La quatrième hypothèse qui est, je crois, celle que retient l’Église Catholique (et d’autres Églises chrétiennes) est que le Christ a enlevé les péchés du monde mais ne les a pas effacés. Il a en quelque sorte évité aux hommes un second Déluge. Il leur a donné la possibilité de se racheter en suivant les commandements qu’il leur a donnés. Le Christ, par sa mort, a pris sur lui la malédiction de la Genèse qui fait de chaque homme, dès sa naissance, un pécheur. Il n’a pas débarrassé le monde du péché, ni donné une absolution anticipée à quiconque. En termes moderne, on peut dire qu’il a donné à l’homme « un libre arbitre » ou, ce qui revient au même, « une volonté libre ». La voie a été tracée. Chacun est libre de la suivre ou pas et chacun sait que viendra le temps où le bon grain sera séparé de l’ivraie.
Mais cette voie est très difficile à suivre. Qui peut prétendre disposer réellement de son libre arbitre ? Qui peut prétendre avoir une volonté libre ?
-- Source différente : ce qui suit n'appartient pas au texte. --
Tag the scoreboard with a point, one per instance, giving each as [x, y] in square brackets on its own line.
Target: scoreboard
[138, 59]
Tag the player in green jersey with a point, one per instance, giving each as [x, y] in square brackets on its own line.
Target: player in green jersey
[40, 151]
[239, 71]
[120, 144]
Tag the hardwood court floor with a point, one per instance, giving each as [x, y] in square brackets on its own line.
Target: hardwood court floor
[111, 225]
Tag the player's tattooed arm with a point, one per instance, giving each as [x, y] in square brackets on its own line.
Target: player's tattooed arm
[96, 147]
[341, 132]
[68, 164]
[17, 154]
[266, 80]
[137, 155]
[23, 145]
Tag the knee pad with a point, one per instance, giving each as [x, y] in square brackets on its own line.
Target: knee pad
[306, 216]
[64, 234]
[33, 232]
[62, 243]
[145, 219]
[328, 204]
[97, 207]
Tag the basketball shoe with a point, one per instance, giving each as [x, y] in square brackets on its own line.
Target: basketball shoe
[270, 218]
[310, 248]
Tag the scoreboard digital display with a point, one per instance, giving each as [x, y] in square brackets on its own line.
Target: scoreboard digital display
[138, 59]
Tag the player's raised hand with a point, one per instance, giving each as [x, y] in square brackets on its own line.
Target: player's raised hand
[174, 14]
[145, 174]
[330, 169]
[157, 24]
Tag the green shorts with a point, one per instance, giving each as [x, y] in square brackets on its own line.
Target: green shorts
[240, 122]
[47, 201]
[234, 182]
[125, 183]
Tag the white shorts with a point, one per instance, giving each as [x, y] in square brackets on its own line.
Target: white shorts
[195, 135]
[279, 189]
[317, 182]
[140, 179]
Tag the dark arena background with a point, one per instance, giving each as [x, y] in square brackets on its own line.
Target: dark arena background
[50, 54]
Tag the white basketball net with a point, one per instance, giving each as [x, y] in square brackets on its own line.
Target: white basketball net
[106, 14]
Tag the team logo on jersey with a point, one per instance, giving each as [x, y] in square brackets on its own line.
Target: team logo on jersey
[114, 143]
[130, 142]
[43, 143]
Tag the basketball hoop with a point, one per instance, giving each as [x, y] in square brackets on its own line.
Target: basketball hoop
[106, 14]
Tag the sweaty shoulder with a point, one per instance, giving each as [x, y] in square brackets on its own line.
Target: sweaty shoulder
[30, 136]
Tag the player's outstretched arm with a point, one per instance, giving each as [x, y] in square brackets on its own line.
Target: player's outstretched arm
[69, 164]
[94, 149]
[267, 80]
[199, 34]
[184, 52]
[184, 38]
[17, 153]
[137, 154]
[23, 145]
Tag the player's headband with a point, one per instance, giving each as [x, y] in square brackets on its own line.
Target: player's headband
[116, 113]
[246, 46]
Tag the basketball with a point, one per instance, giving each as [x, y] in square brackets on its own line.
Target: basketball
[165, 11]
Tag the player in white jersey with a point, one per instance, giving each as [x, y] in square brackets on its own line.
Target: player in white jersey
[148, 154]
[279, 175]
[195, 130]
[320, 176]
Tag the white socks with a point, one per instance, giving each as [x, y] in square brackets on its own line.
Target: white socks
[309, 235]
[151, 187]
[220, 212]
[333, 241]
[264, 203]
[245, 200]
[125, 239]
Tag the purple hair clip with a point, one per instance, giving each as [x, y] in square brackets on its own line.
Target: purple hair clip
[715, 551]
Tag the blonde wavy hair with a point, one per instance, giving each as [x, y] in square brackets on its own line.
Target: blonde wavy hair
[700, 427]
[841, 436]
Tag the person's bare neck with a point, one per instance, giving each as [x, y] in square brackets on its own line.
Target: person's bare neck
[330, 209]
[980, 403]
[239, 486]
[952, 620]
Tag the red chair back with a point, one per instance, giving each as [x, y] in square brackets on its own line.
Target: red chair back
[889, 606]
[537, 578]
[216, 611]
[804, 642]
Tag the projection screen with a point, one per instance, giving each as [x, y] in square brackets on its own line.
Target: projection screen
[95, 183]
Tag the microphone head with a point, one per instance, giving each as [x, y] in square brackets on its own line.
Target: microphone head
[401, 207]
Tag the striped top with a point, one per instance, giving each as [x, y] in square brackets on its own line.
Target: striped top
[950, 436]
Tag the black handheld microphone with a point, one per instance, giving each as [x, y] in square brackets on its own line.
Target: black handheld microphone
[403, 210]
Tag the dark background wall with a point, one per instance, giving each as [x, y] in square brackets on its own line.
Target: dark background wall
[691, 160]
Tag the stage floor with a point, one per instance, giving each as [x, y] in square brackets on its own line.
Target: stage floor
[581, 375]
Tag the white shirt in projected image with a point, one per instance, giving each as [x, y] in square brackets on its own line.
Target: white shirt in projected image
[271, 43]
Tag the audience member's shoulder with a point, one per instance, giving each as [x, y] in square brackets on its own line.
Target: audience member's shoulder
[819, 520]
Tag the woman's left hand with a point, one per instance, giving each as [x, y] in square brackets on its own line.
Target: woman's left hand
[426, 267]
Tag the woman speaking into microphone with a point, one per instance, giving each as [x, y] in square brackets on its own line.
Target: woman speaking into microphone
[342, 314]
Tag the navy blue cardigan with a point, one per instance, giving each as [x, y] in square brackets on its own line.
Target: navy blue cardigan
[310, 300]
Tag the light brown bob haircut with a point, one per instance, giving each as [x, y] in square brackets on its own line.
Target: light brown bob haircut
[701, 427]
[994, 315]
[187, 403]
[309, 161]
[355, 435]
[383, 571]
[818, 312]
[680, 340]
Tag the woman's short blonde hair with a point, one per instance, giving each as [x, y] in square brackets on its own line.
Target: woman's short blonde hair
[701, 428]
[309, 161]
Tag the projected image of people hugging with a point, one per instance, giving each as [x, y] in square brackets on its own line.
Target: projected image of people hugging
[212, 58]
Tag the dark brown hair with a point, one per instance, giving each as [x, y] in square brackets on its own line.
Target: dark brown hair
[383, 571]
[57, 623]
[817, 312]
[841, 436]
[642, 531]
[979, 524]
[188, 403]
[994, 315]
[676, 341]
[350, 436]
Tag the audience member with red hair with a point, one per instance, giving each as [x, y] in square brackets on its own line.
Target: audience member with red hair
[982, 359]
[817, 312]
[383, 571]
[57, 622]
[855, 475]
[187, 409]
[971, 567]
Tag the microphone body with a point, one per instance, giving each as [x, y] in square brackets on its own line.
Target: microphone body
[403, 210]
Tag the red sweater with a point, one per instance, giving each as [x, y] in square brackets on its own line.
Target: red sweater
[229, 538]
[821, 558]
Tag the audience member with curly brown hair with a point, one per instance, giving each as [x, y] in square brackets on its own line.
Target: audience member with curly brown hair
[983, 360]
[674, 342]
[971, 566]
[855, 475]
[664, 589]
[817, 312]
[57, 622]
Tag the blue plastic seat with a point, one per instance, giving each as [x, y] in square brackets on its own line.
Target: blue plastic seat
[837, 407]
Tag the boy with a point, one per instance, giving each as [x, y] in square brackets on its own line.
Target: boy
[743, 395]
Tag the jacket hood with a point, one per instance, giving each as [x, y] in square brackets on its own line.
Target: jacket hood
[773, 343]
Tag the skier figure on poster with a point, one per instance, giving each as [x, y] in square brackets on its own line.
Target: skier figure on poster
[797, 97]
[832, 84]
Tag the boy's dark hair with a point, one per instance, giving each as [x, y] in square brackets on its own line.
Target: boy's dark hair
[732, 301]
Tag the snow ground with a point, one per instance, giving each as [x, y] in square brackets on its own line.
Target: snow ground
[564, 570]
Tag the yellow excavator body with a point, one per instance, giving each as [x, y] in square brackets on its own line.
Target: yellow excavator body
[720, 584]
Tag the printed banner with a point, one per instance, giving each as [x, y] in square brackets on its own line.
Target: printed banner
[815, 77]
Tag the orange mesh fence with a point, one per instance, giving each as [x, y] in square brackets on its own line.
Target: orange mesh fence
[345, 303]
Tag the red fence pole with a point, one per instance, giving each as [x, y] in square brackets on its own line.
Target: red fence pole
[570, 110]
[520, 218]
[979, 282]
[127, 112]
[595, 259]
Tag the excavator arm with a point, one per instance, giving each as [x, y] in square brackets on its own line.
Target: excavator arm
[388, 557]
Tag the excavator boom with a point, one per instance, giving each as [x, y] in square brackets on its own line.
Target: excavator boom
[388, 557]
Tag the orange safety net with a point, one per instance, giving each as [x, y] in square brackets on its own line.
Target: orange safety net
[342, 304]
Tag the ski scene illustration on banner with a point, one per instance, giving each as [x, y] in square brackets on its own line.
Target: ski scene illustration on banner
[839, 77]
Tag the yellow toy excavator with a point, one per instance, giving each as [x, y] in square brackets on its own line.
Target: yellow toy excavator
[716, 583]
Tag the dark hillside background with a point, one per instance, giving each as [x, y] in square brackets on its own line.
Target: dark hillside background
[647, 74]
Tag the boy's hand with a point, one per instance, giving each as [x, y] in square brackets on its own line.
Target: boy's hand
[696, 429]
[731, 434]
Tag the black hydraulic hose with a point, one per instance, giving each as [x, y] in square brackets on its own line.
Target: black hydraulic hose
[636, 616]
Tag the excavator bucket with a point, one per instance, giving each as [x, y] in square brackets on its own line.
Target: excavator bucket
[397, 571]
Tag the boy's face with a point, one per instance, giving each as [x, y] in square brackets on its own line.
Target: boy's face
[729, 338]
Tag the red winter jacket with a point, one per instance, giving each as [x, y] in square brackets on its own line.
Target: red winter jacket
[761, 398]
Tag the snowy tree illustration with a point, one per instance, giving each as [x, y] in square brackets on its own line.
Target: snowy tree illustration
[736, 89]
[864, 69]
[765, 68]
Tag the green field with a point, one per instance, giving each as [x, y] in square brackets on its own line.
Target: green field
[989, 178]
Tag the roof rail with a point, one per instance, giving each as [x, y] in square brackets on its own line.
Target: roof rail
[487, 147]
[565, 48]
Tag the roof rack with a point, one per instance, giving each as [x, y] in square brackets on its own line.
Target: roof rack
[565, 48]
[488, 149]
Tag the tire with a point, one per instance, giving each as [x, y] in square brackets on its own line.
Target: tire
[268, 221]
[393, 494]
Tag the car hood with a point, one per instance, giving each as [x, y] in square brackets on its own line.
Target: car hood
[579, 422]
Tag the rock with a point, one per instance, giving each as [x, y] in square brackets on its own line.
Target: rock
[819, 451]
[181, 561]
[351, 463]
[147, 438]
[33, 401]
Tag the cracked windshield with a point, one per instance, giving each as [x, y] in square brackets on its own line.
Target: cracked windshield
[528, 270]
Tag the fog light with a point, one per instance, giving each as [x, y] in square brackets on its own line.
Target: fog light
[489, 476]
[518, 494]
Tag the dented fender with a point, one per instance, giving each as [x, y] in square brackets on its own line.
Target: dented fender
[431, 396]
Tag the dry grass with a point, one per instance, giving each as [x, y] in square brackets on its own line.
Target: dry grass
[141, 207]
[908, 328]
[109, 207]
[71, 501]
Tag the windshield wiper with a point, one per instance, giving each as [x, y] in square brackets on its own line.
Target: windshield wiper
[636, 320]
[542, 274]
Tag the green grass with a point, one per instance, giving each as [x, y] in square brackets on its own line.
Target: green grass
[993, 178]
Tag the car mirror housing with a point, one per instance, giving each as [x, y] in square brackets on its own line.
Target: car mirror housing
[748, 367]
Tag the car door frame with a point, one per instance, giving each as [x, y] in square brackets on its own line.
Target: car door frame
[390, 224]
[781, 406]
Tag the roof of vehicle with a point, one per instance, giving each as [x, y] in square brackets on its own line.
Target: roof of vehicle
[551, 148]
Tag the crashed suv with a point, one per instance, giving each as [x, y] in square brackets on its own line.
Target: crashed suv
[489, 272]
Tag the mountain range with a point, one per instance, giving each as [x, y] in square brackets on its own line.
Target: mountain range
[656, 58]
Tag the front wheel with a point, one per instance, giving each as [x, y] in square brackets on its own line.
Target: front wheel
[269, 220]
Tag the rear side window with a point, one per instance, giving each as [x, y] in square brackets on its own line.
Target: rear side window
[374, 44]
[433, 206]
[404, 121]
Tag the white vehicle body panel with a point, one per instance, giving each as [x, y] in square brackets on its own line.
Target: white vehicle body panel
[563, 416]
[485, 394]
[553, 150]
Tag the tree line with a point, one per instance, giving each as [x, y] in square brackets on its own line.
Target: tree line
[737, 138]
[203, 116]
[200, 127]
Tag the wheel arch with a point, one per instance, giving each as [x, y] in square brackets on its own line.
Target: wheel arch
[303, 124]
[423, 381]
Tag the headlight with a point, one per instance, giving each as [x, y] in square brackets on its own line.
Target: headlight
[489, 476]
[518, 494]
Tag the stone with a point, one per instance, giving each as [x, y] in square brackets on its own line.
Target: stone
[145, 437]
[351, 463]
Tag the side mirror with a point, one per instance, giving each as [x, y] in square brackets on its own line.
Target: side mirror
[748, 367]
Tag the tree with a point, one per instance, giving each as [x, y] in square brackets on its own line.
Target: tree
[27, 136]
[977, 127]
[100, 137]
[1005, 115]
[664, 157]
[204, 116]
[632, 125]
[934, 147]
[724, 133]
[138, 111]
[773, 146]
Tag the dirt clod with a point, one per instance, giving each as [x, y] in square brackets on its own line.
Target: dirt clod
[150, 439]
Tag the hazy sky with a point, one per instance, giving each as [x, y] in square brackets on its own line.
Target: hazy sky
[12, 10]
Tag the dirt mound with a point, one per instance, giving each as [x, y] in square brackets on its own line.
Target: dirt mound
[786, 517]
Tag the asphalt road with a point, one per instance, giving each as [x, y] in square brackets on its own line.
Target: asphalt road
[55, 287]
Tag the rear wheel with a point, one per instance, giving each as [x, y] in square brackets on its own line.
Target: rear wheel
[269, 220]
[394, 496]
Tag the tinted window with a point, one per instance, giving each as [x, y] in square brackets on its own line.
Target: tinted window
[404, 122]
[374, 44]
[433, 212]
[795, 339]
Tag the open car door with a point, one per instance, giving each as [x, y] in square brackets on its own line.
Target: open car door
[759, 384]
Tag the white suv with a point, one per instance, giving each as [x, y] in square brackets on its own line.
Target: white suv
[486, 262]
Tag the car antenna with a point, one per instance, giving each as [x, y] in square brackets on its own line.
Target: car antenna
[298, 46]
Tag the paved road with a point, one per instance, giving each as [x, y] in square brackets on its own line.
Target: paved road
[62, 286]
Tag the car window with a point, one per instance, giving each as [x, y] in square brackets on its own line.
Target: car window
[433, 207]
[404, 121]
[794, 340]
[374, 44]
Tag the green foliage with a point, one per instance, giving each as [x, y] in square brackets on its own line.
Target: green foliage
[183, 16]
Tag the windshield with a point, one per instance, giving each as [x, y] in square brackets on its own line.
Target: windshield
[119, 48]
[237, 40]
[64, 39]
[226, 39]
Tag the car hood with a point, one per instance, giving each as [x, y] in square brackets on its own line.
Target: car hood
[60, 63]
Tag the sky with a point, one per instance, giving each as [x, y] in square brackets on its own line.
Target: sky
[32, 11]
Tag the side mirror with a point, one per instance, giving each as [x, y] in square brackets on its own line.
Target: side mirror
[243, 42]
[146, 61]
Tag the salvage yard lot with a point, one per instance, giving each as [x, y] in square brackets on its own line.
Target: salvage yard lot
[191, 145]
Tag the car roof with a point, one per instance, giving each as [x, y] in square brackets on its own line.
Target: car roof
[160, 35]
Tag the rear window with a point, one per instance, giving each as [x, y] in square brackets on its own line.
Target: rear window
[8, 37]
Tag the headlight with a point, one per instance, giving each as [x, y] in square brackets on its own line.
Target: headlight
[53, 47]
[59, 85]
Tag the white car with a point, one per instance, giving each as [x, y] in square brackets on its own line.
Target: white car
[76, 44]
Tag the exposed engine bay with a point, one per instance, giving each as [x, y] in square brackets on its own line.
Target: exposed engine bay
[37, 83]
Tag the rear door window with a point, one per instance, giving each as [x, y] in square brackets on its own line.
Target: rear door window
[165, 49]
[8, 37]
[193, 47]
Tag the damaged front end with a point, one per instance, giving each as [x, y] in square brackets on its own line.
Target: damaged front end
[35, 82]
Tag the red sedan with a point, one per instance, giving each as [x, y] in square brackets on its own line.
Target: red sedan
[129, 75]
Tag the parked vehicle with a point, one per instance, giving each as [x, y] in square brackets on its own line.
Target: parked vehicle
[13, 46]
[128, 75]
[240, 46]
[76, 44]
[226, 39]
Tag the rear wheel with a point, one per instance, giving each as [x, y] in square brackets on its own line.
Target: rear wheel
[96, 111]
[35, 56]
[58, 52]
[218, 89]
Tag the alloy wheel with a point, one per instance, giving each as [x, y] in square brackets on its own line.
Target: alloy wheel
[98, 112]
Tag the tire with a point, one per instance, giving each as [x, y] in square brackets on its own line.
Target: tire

En fait il y a deux sortes de maux qui nous frappent :
• Le mal que nous nous faisons à nous-mêmes en succombant à des tentations « malsaines » (je n’emploie pas ici le terme « malsain » dans un sens médical mais moral). Dans un tel cas notre volonté n’est pas libre, car elle est en conflit avec notre raison. Il ne s’agit pas ici du « conatus spinoziste » au sens strict et nous sommes plus proches de Kant que de Spinoza.
• Le mal que l’homme fait à l’homme : les horreurs sont innombrables. Rappelons-nous à titre d’exemples emblématique le génocide des juifs, ou celui des Tutsis au Rwanda. Ce mal correspond à une perte totale de son libre arbitre (car qui, hormis des psychopathes, peut avoir des volontés telles ?). La volonté libre s’est effritée sous le butoir de la persuasion, du mensonge, etc.
Si le Christ a été véritablement l’incarnation terrestre de Dieu, il nous a tracé un chemin semé d’embûches. Comment s’étonner qu’il y ait si peu de véritables chrétiens ?
Nous sommes donc aux prises avec une phrase"Agneau de Dieu qui enlève les péchés du monde" qui est un pilier de la foi chrétienne mais que nous ne savons pas correctement interpréter (me semble-t-il). Quel est le sens profond, réel, divin de "enlever" ? Et pourquoi le Christ a-il douté dans ses derniers moments ? Quelle est la relation entre ses doutes et la charge de nos péchés ? Autant de questions séculaires que les Eglises, à mon avis, devraient trancher plus clairement. Mais il est exact que je ne suis pas un théologien. Je ne suis qu'un homme qui s'interroge. D'autres, plus doctes, pourraient peut-être (et je les en remercie par avance) m'éclairer.